The second Democratic Party candidate debate will take place Saturday night, at 9 p.m. ET, with two hours scheduled for the broadcast of the three way match up between Hillary Clinton, Bernie Sanders and Martin O’Malley. In a trend that CNN started with the second Republican debate, CBS News is making the debate viewable live online.
Go here to watch the debate online Saturday night.
CBS News has teamed up with its local affiliate and the Des Moines Register for the match up, which will take place at Drake University. Two journalists from the network, one from its local affiliate and one from the paper will field questions, according to a release.
As a publicly broadcast channel that’s also available in all basic cable packages, CBS does not need to go to the same lengths as Fox Business did for the prior Republican debate to increase access to televisions; however, CBS News is broadcasting the debate through its radio network as well. Voters in a position to listen but not to watch the debate should be able to hear the broadcast on 600 affiliate stations, on Radio.com or on one of the CBS News mobile apps.

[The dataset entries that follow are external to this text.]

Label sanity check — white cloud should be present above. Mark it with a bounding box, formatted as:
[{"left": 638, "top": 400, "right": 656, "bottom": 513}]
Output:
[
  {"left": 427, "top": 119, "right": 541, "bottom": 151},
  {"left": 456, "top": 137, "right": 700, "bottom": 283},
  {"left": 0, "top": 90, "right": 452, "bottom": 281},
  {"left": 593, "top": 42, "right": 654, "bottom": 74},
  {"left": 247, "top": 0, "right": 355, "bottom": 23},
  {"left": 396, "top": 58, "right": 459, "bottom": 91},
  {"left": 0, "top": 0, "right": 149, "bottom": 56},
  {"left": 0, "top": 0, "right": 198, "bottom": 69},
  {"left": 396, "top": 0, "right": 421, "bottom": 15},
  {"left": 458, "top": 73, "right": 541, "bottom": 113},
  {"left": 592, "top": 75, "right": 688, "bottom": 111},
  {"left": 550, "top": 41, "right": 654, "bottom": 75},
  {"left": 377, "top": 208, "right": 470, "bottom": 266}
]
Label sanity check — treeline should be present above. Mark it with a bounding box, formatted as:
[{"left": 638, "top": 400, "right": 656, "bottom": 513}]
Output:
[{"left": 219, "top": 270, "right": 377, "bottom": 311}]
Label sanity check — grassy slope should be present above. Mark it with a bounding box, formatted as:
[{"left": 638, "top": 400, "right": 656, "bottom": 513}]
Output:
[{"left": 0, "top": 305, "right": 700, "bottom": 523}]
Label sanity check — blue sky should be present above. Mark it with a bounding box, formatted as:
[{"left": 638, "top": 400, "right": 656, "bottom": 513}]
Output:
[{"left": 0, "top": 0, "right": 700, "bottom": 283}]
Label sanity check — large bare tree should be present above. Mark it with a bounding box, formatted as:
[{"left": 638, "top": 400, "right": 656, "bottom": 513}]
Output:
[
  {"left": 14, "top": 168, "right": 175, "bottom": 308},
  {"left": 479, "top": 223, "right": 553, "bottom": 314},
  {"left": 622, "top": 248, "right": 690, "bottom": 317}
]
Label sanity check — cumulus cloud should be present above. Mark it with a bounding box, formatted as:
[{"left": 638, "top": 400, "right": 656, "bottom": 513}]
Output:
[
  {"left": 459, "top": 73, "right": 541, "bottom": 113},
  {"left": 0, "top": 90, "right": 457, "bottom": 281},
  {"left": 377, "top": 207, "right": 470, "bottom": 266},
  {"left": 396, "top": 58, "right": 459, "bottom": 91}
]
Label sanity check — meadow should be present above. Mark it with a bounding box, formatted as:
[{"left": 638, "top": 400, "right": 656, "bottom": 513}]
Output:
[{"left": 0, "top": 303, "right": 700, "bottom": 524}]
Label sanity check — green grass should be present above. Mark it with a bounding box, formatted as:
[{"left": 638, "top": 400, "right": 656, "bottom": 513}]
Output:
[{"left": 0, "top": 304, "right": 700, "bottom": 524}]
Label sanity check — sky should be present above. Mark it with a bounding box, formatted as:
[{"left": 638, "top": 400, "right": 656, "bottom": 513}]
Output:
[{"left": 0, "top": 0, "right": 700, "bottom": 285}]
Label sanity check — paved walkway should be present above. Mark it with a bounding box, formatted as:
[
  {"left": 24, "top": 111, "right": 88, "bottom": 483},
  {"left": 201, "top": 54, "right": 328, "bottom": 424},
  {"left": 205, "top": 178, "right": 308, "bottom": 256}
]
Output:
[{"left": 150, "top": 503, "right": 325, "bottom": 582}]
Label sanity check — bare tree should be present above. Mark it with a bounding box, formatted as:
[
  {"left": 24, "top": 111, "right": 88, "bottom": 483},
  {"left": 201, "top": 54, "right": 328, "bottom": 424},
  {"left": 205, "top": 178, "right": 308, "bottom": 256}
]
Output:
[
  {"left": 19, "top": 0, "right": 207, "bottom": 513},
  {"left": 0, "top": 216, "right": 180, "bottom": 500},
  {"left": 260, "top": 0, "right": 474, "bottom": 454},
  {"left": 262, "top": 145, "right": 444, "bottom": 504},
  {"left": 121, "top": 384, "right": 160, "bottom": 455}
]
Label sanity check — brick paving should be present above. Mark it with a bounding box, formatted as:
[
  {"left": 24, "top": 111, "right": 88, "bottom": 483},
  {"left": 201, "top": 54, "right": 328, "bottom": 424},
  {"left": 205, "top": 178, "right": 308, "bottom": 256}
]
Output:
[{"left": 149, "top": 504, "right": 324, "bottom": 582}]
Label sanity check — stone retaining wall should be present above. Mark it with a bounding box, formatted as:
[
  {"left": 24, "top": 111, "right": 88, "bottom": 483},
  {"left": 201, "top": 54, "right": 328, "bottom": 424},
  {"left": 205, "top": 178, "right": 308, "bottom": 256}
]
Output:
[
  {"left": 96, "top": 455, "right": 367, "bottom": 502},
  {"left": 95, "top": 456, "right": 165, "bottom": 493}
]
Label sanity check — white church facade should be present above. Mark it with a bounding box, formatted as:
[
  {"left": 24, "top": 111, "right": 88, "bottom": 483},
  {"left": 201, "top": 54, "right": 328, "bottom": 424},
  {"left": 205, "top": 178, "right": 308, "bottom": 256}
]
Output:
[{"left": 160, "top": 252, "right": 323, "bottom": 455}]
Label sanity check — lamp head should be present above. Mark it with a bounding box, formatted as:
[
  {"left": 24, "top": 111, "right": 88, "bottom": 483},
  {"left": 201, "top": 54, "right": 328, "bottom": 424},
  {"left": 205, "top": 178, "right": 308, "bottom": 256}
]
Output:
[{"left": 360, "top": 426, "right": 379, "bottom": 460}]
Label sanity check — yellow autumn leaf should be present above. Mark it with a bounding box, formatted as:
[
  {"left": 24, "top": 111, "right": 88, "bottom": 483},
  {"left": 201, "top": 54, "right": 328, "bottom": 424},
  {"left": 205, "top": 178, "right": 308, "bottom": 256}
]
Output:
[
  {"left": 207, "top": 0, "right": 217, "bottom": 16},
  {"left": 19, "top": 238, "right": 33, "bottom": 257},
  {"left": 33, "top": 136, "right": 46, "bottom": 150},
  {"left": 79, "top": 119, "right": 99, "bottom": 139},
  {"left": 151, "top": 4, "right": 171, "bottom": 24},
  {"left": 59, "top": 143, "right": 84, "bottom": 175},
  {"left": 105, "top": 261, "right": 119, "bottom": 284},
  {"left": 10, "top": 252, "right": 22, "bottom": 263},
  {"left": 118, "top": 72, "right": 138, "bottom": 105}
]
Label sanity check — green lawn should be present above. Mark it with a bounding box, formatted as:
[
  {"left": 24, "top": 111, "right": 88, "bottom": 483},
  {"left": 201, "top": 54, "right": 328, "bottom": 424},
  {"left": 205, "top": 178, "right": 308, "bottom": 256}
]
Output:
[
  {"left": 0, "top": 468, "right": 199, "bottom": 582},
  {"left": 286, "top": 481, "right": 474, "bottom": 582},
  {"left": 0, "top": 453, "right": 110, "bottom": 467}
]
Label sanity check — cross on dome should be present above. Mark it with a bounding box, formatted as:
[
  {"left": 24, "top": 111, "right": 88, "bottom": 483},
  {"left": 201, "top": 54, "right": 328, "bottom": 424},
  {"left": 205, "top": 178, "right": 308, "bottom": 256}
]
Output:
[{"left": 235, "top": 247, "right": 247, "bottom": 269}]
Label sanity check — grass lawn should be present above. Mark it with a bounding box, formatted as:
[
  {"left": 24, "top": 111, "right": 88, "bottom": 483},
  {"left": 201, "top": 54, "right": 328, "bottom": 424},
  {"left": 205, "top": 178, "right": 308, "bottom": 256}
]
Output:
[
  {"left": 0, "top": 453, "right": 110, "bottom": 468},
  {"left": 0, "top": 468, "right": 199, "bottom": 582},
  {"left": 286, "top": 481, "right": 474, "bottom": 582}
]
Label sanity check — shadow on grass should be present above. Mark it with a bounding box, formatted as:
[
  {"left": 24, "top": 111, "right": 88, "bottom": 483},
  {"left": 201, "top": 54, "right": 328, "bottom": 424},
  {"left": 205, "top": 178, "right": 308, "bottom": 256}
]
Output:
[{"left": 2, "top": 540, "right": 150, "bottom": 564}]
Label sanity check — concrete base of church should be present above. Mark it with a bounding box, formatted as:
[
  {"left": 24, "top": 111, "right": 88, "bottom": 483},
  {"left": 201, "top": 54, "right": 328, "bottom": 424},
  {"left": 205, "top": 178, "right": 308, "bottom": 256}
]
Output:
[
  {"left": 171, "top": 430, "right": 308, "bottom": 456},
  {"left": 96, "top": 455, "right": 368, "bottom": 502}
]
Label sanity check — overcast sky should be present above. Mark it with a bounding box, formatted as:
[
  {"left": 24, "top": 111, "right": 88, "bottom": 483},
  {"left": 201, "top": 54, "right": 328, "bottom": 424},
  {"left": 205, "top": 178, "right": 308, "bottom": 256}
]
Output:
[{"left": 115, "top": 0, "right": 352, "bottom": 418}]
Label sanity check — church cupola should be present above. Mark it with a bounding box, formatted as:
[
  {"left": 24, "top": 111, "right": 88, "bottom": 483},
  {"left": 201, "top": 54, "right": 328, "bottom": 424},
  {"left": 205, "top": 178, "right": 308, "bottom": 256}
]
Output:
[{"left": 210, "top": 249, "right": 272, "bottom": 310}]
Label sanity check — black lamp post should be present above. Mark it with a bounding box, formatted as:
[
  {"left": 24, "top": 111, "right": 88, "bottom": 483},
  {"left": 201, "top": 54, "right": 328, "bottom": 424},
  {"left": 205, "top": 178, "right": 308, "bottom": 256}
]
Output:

Twitter is also in the sponsor mix. “CBS News is so pleased to partner with Twitter on our Democratic debate,” said CBS News President David Rhodes, in prepared remarks. “Our people have worked with Twitter’s unique curator tools to measure changing responses to what viewers will see on the screen.”
While smaller than some other social networks, with 320 million active monthly users, according to the company, major live events really do seem to be one place where Twitter stands out.
Follow all the active presidential campaigns on this Twitter list.
The official hashtag for the event is #DemDebate (Kudos to CBS News for not jamming their name in there and wasting precious hilarious joke space).
Nick Pacilio, from Twitter’s communications team, told the Observer in a phone call that this is the company’s first time partnering on a presidential debate. “The advantage Twitter has in terms of being real time and being this public platform that is really accessible to everyone is a cool proposition,” he said.
He explained that Twitter will be making two tools available to the network: the ability to curate questions from the live Twitter conversation and real time analytics of the way the public responds to the conversation.
For example, Mr. Pacilio said that Sen. Sanders’ comment about Mrs. Clinton’s emails generated the largest response of any single moment in any of the debates so far, with 51,525 tweets per minute.
Through this partnership, CBS News will have the option of making information of that nature immediately available to moderators and viewers.
Mr. Pacilio offered us a broader, additional insight, from the perspective of the campaigns themselves. He said, “The interesting thing to us is that because presidential cycles are so far between and our technology is so new—Twitter is nine years old—between 2012 and now, we’ve had a lot of advancement, but in politics all that is brand new right now.” He said the company is still selling campaigns on the tools that television networks, sports teams and brands have long since bought into.
The Democratic National Committee did not respond to a request for comment for this story.